Repetidamente, seja nos direitos dos migrantes ou no apoio às pessoas trans e reforma do reconhecimento de género, o Partido Trabalhista de Starmer oscila de uma posição para outra num esforço para neutralizar os ataques dos conservadores, mas dando cada vez mais espaço a posições duras de direita. Estas concessões estão a dar força aos racistas e fanáticos, criando problemas para o futuro.

Fundamentalmente, Starmer teve duas missões interligadas desde que se tornou líder. Primeiro, destruir a esquerda do Partido Trabalhista para que nunca possa haver uma repetição do Corbynismo ou algo parecido. Nesse aspecto, Starmer foi implacável e bem-sucedido. A esquerda trabalhista é uma casca, intimidada no parlamento e sem rumo fora dele. Em segundo lugar, Starmer quis restabelecer o Trabalhismo como um par de mãos seguras para o capitalismo britânico, a segunda equipa que pode pegar a bola onde um partido conservador cansado e aplaudido parou. Starmer também se saiu bem nesta frente, e a conferência trabalhista deste ano está com excesso de inscrições, com empresas e expositores clamando por um lugar à mesa.

Mas a plataforma política trabalhista para o governo é anémica. Na verdade, o compromisso de Starmer em esmagar a esquerda e devolver a política ao “business as usual” mina qualquer potencial que possa existir para encurralar fracções do capital britânico atrás de uma agenda para transformar seriamente a economia. Alguns membros do Partido Trabalhista reconhecem isso. Um disse ao Guardião que ‘A cautela no topo do partido é tão extrema que estamos até diluindo ou rejeitando as políticas que já anunciamos… se não investirmos e não oferecermos algumas soluções reais, estaremos apenas criando uma vara para nossas próprias costas.

Até John McTernan, antigo secretário político de Tony Blair, sugeriu que Starmer deveria estar mais confiante na proposta de políticas favoráveis ​​ao clima para apresentar uma visão positiva da mudança. McTernan está correctamente confiante de que a esquerda trabalhista está tão esmagada que a direita pode adoptar aspectos do seu programa político. Mas Starmer tem tanto medo de sugestões conservadoras absurdas que apoia Just Stop Oil, que denuncia o objectivo totalmente sensato do grupo de campanha de acabar com novas licenças de petróleo e gás como “desprezível”.
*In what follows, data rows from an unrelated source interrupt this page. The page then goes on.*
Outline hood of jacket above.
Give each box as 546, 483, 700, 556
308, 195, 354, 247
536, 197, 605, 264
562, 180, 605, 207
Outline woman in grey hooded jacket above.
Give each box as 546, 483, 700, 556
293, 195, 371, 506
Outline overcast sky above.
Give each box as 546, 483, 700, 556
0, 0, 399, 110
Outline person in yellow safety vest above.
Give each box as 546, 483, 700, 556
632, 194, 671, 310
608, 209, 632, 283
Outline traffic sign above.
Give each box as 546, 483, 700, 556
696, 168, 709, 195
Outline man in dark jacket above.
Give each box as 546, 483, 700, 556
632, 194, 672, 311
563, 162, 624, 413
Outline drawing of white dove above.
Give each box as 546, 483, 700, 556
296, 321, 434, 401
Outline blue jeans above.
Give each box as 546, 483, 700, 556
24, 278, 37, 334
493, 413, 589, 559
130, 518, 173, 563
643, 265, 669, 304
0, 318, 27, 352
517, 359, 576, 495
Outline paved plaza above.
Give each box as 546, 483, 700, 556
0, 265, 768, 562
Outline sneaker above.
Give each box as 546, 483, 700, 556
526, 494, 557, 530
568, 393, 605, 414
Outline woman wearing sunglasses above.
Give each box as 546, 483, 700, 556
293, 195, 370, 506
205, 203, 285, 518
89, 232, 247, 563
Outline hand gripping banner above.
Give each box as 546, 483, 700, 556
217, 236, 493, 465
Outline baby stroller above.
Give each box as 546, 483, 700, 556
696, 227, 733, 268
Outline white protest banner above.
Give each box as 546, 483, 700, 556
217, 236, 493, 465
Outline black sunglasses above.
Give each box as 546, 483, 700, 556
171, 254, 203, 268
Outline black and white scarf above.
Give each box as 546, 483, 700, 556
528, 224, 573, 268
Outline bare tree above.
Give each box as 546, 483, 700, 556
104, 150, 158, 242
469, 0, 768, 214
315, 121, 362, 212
O resultado desta cobardia e deste compromisso com a situação habitual é que nos aproximamos das eleições gerais com uma escolha tipicamente escassa. Qualquer noção de que o Partido Trabalhista no poder jogue a cautela ao vento e promulgue uma agenda transformadora é delirante. Os conservadores podem não ter nenhum plano para reabilitar a enferma economia britânica, mas a abordagem de Starmer tem pouco mais a oferecer. E uma vez que esta será a métrica pela qual um governo Trabalhista será julgado pelo capital, e o crescimento foi estabelecido como o pré-requisito para o aumento da despesa social, podemos esperar que Starmer tenha uma aterragem acidentada caso ganhe nas próximas eleições gerais.

Se os trabalhistas vencerem, haverá pouco entusiasmo popular por qualquer coisa que eles ofereçam além de não serem conservadores. Starmer pouco ofereceu aos líderes sindicais e, até agora, a Unison e a GMB recuaram relativamente à sua diluição dos direitos dos trabalhadores. Mas resta saber por quanto tempo os Trabalhistas conseguirão manter o descontentamento sindical em segredo no cargo se se comprometerem a manter a contenção salarial. O recrudescimento das greves e da organização que temos visto nos últimos dois anos teve resultados mistos, mas um dos efeitos que teve foi colocar em acção uma nova camada de activistas de base. Entre a rejeição arrogante dos sindicatos por parte dos Trabalhistas e o desenvolvimento contínuo deste activismo de base, a onda de greves pode ser o prelúdio para lutas maiores que estão por vir.